Boris Johnson is dashing to Brussels for dinner with European Commission President Ursula von der Leyen, hoping for an early Christmas present: a Brexit deal.
With deadlock after months of talks between UK and EU negotiators, the prime minister is aiming for an 11th-hour breakthrough in what could be a make-or-break meeting.
Mr Johnson will fly to Brussels from RAF Northolt after Prime Minister’s Questions and following a three-course dinner with Ms von der Leyen he will return to London the same evening.
The dinner is effectively the last chance for a Brexit deal, after talks between the UK’s negotiator Lord Frost and the EU’s Michel Barnier – who said the chance of a deal was now “very slim” – appeared to have run their course.
Failure to achieve a breakthrough at the dinner would make a no-deal Brexit, which Mr Johnson claims he wants to avoid, much more likely, with some European leaders believed to be running out of patience.

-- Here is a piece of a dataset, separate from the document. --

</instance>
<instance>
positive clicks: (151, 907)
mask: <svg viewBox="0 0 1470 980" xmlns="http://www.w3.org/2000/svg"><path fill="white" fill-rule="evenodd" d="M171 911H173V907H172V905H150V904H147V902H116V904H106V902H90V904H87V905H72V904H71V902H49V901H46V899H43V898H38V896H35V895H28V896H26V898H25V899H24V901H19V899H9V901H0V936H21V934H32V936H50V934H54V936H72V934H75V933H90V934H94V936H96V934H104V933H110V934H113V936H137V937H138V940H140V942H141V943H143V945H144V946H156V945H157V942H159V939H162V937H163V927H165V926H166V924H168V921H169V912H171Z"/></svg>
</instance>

Announcing the dinner date, Ms von der Leyen tweeted: “I look forward to welcoming UK prime minister Boris Johnson tomorrow evening. We will continue our discussion on the partnership agreement.”
But ahead of the dinner, a UK government source downplayed expectations, claiming: “It’s clear that some political impetus will be required for the talks to make any more progress.
“If we can make progress at a political level it may allow Lord Frost and his team to resume negotiations over the coming days.
“But we must be realistic that an agreement may not be possible as we will not compromise on reclaiming UK sovereignty.”
Although Mr Johnson earlier said “hope springs eternal”, the remaining issues standing in the way of a trade deal are fishing rights, level playing field guarantees and the governance of any deal.
There had been suggestions that Mr Johnson was keen to travel to Brussels on Thursday or Friday so he could also hold face-to-face meetings with top EU power brokers Angela Merkel and Emmanuel Macron.
But it is thought Ms von der Leyen was opposed to that idea and did not want Mr Johnson and the Brexit dispute disrupting and overshadowing discussions at the two-day summit of the EU’s 27 leaders.
Instead, she is expected to brief the leaders during the summit on her talks with Mr Johnson and if there is progress at the dinner, negotiations between Lord Frost and Mr Barnier could resume on Friday.
The European Commission’s chief spokesman, Eric Mamer said Mr Johnson and Ms von der Leyen would not be sealing a deal but trying to find reason to “move forward hopefully with negotiations, which could hopefully continue after that”.
“This is uncharted territory,” he said. “We’ll have to see how this meeting goes.”
Earlier, briefing EU foreign ministers, Mr Barnier said: “We are close to the moment of needing urgent measures which means a contingency plan for no deal.
“The basis of our future cooperation with the UK is more important than rushing now. We cannot sacrifice our long-term interests for short-term political goals.”
But the prospects of a breakthrough at the dinner received a boost when the Cabinet Office Minister Michael Gove announced a deal on post-Brexit arrangements for the Irish border.
After talks with Maros Sefcovic, the commission’s vice-president, in Brussels on Monday, Mr Gove announced that the government will drop parts of the UK Internal Market Bill that break international law.
Welcoming the agreement on the so-called Northern Ireland Protocol, Mr Sefcovic said: “I hope this will create positive momentum for the discussions on the free trade agreement.
“We’re still very far apart and we’re not hiding this from anyone. We’ve removed one big obstacle from the way and I hope we will see the positive results also coming from this very complex negotiations.”
Mr Gove said: “We have reached stability and security for Northern Ireland. It was always very important to make sure there’s no border infrastructure between Ireland and Northern Ireland. That’s guaranteed.
“What we’ve also been able to do is make sure there are no tariffs or costs for business in Northern Ireland and also we will be able to ensure unfettered access for goods which come from Northern Ireland to the UK.
“And that means businesses in Northern Ireland have the opportunity to enjoy the best of both worlds, access to the European single market because there’s no infrastructure on the island of Ireland and at same time unfettered access to the rest of the UK market.”
Asked why England, Scotland and Wales could not have the best of both worlds, Mr Gove said: “Northern Ireland is in a unique situation. The only land border the UK has with the EU is on the island of Ireland.”
The dinner will be the PM’s first official visit to Brussels since October 2019 when he clinched his EU Withdrawal Agreement, which he hailed as an “oven-ready deal” in the general election campaign a few weeks later.
But Brussels is the city where Mr Johnson made his name as a journalist for The Daily Telegraph, writing stories which included claiming the EU wanted to ban prawn cocktail crisps, bent bananas and curved cucumbers and harmonize the size of condoms throughout Europe.
In one front-page Telegraph story, the future PM claimed the European Commission’s Berlaymont headquarters would be blown up by the end of 1991.
Three decades later, not only is the renovated Berlaymont still standing, it is the venue for Mr Johnson’s dinner with Ursula von der Leyen.